Let’s now review hedge fund activity in other stocks similar to Newmont Corporation (NYSE:NEM). These stocks are Autodesk, Inc. (NASDAQ:ADSK), Dell Technologies Inc. (NYSE:DELL), Kimberly Clark Corporation (NYSE:KMB), The Bank of Nova Scotia (NYSE:BNS), Barrick Gold Corporation (NYSE:GOLD), Brookfield Asset Management Inc. (NYSE:BAM), and Edwards Lifesciences Corporation (NYSE:EW). All of these stocks’ market caps resemble NEM’s market cap.
|Ticker||No of HFs with positions||Total Value of HF Positions (x1000)||Change in HF Position|
View table here if you experience formatting issues.
As you can see these stocks had an average of 42.3 hedge funds with bullish positions and the average amount invested in these stocks was $1988 million. That figure was $1952 million in NEM’s case.
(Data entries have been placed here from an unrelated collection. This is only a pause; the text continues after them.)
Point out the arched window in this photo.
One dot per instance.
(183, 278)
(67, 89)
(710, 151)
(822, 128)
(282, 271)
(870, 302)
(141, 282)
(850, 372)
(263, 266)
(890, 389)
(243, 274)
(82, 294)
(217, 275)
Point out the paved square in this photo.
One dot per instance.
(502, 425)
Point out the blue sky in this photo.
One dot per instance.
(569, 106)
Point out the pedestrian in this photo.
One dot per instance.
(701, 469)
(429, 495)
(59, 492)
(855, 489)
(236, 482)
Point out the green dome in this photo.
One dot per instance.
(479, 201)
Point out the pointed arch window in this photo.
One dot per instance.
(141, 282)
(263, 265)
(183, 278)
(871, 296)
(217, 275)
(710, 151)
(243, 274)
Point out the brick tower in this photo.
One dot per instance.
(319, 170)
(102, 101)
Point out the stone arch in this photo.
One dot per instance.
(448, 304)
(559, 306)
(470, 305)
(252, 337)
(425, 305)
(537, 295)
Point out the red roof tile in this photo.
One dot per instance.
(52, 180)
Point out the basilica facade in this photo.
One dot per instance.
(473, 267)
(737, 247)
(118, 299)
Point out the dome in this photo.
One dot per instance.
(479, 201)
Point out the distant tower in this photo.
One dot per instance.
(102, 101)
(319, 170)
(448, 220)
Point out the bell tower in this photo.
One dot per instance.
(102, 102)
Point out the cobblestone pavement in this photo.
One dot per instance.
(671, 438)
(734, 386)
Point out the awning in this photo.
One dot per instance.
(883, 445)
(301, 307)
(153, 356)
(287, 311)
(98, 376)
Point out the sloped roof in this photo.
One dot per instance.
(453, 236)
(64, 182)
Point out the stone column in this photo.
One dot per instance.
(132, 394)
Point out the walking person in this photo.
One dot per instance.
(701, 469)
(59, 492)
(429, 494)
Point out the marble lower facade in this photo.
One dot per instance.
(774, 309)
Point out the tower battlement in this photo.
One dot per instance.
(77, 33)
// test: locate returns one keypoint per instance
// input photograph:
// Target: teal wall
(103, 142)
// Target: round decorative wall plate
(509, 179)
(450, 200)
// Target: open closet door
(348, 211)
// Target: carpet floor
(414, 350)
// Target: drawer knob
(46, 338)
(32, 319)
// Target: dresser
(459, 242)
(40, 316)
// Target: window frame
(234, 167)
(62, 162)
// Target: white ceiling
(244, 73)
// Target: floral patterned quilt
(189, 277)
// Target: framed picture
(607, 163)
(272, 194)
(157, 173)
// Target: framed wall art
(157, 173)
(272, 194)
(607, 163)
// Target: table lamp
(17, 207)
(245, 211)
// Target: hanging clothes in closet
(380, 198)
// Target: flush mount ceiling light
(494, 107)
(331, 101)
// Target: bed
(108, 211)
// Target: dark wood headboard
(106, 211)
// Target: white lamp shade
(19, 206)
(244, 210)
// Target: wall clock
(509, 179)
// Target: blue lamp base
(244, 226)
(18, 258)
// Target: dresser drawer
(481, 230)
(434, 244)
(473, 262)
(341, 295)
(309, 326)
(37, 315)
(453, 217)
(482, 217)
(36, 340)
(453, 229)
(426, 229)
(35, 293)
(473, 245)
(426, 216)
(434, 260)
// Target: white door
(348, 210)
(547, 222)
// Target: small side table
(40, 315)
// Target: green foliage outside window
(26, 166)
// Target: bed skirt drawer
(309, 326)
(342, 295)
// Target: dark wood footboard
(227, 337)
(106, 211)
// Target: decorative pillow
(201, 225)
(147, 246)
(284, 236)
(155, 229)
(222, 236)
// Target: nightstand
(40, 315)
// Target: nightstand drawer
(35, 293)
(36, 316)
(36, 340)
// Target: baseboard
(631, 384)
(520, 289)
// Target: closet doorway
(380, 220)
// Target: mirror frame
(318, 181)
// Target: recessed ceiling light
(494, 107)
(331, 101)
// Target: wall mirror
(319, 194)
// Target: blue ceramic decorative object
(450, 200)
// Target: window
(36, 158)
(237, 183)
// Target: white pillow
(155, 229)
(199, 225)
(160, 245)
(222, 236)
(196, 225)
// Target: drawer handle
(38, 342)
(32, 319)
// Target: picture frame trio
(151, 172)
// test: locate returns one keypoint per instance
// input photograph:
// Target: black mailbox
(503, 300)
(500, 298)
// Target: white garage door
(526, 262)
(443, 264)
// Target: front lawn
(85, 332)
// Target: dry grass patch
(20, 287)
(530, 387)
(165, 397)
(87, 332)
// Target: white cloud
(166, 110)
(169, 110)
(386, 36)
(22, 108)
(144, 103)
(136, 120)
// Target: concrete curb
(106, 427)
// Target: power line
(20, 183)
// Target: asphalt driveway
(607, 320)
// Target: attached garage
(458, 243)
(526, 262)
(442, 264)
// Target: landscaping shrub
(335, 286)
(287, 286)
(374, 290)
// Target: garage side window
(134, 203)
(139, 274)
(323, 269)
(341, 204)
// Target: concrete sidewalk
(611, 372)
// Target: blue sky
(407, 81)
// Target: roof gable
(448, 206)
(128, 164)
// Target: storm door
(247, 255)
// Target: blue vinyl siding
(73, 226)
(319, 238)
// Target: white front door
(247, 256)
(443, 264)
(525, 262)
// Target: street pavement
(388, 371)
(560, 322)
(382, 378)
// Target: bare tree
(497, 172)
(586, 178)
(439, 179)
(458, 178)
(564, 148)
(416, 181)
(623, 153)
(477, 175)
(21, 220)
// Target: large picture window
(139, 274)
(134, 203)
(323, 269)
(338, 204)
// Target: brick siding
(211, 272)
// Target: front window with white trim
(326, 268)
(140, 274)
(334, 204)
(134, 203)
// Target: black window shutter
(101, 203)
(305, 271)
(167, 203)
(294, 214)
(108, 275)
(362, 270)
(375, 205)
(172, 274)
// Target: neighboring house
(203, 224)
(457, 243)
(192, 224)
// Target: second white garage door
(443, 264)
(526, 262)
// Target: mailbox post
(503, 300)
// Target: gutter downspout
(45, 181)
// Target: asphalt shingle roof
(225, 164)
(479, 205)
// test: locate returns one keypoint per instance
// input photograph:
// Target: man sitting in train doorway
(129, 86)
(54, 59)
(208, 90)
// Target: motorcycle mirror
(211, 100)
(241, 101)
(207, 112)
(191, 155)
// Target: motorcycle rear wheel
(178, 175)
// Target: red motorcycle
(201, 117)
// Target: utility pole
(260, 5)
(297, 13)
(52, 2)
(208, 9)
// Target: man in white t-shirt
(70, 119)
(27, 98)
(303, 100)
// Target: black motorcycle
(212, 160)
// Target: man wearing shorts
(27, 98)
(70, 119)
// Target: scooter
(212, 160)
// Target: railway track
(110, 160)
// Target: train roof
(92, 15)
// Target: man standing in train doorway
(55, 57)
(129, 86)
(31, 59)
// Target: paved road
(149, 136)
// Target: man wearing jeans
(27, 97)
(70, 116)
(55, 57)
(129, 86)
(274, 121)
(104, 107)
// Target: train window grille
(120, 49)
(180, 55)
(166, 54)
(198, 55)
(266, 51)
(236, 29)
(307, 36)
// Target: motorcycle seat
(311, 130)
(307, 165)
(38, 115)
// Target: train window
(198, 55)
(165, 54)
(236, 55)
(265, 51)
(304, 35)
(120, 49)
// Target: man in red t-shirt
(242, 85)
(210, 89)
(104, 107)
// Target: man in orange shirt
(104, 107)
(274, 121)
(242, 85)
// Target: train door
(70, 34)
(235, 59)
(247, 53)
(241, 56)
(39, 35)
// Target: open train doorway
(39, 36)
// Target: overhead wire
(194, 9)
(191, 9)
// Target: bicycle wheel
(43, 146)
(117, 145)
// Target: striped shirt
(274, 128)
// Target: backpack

Autodesk, Inc. (NASDAQ:ADSK) is the most popular stock in this table. On the other hand The Bank of Nova Scotia (NYSE:BNS) is the least popular one with only 14 bullish hedge fund positions. Newmont Corporation (NYSE:NEM) is not the most popular stock in this group but hedge fund interest is still above average. Our overall hedge fund sentiment score for NEM is 75.2. Stocks with higher number of hedge fund positions relative to other stocks as well as relative to their historical range receive a higher sentiment score. This is a slightly positive signal but we’d rather spend our time researching stocks that hedge funds are piling on. Our calculations showed that top 20 most popular stocks among hedge funds returned 41.3% in 2019 and outperformed the S&P 500 ETF (SPY) by 10 percentage points. These stocks gained 31.6% in 2020 through December 2nd and beat the market again by 16 percentage points. Unfortunately NEM wasn’t nearly as popular as these 20 stocks and hedge funds that were betting on NEM were disappointed as the stock returned -5.5% since the end of September (through 12/2) and underperformed the market. If you are interested in investing in large cap stocks with huge upside potential, you should check out the top 20 most popular stocks among hedge funds as many of these stocks already outperformed the market so far this year.